Dia das crianças, um dia no Parque Santa Madalena
O ano é 2018, estamos caminhando para o segundo mês da primavera. O Brasil dentro de algumas semanas escolherá seu novo presidente.
Minha esposa e eu acordamos, oramos, lemos a bíblia e fomos até uma loja de conveniência que fica em um posto de gasolina na nossa rua e tomamos nosso café da manhã lá.
Após tomarmos café encontramos os voluntários na estação, caras felizes, animadas, todos pareciam ansiosos para chegar ao destino final. Da estação do metrô fomos de ônibus até o número dez mil e oitocentos de uma das maiores avenidas da América Latina, a avenida Sapopemba.
Durante o trajeto, muita conversa, brincadeiras e todos continuavam animados. Encontramos mais alguns voluntários em frente a uma padaria na avenida Sapopemba, dali partimos a pé com destino à comunidade que vive no Parque Santa Madalena.
Caminhamos alguns metros e nos deparamos com uma rua inundada de lixo, muitos papéis, copos descartáveis, garrafas quebradas, tudo isso em frente a uma escola mal cuidada, onde alguns garotos brincavam na quadra de esportes.
A cena parecia pós apocalipse, mas era pós baile funk. “Navegamos” pelo mar de lixo, descemos mais uma rua e entramos em um beco estreito malcheiroso com alguns pontos marcados por fezes. Ao final do beco encontramos uma área mais ampla com algumas pessoas, de um lado um boteco e do outro um prédio onde receberíamos algumas crianças e algumas mulheres da comunidade.
Na primeira sala que entramos deparamos com uma mulher que nos recebeu com um sorriso largo no rosto e com longas gargalhadas, era a líder da comunidade, uma das responsáveis pelo evento. Nos deparamos com um imenso bolo coberto com chocolate e as moscas por vezes tentavam pousar sobre aquela superfície chamativa, mas logo alguma mão as expulsava de lá.
Entramos em outra sala e encontramos outros voluntários organizando as roupas que seriam doadas, preparando a comida e tomamos parte no trabalho.
O Chaves, o Kiko e a Chiquinha “também vieram” para o evento e começaram a receber as crianças com muita alegria. As mulheres da comunidade começaram a chegar e escolher as roupas.

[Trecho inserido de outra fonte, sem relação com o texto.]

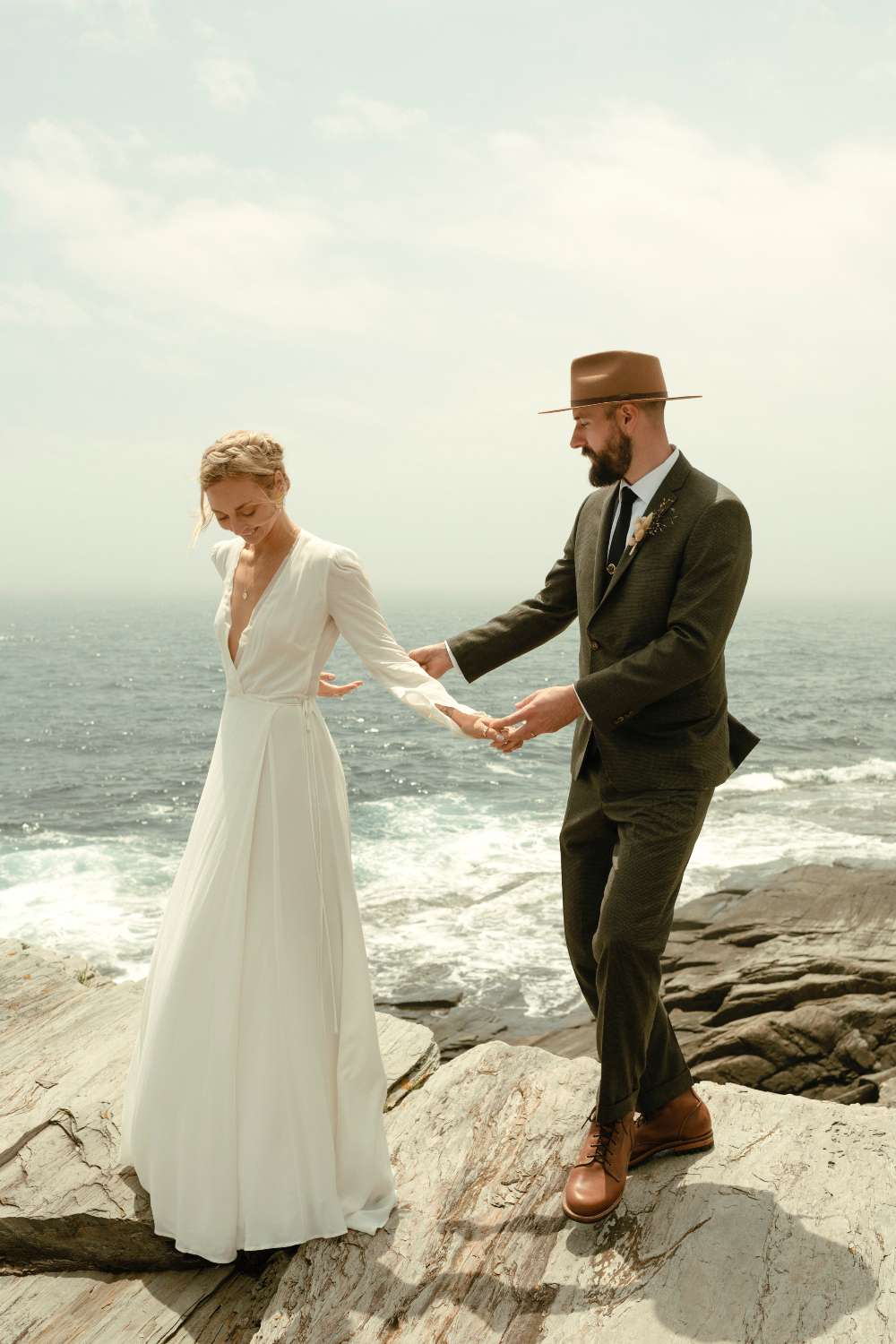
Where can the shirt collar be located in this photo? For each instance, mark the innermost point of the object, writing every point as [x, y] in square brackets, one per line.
[648, 486]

Enquanto isso eu saí do salão e me deparei com dois meninos sentados nas escadas, eles aparentavam ter cerca de dez ou onze anos no máximo, então eles pegam o seu brinquedo, afinal era 12 de outubro, dia das crianças!
Eles começaram a manusear o seu brinquedo e o compartilhavam entre si, eles se divertiam. Era um objeto fino alongado no qual era acoplado um cigarro e os meninos puxavam a fumaça e se divertiam fazendo-a sair pelas narinas e pela boca. A brincadeira deles causou em mim um misto de desespero, tristeza, angústia e revolta.
Que futuro estaria reservado àquelas crianças?
Eu já tinha ouvido falar, mas descobri com meus próprios olhos, que no meu país algumas crianças fumam, bebem, usam drogas e morrem jovens. Tão jovens que nunca serão jovens.
Descobri que em meu país muitas crianças não brincam com brinquedos tão legais como os que eu tive na minha infância.
Eu descobri que muitas crianças do meu país tiveram a sua infância e inocência roubadas antes do tempo e que nunca foram crianças.
Eu descobri que a meritocracia nunca visitou o beco da morte, nem nunca brincou com crianças que morrem antes do tempo.
Eu descobri que a vida dá caminhos e tempos diferentes à morte.
Eu descobri que minha infância foi rica e que quem eu sou hoje não é mérito meu.
Em seguida vi aqueles mesmos meninos entrarem no salão e se juntarem às outras crianças e brincarem, estavam se divertindo com o Kiko, o Chaves e a Chiquinha. Eles trocaram a fumaça do cachimbo por doces, bexigas e brinquedos de crianças.
Eu vi o brilho de uma criança de volta aos olhos deles. Talvez eu nunca os verei novamente, mas eu descobri algo mágico que aliviou a minha angústia, eu descobri que enquanto existir uma criança dentro de cada um haverá esperança.
Por mais que esteja cercada por uma realidade cruel, a imaginação de uma criança é mais poderosa que a realidade.
A fantasia alivia as dores de crianças esquecidas por adultos que vivem no mundo real.
Eu descobri que preciso manter viva a minha criança dentro de mim, pois, uma criança jamais abandona outra criança.
Eu quero ser uma criança, “levando esperança, deixando um sorriso, dando o melhor da vida”…
Adultos solucionam problemas, uma criança muda o mundo!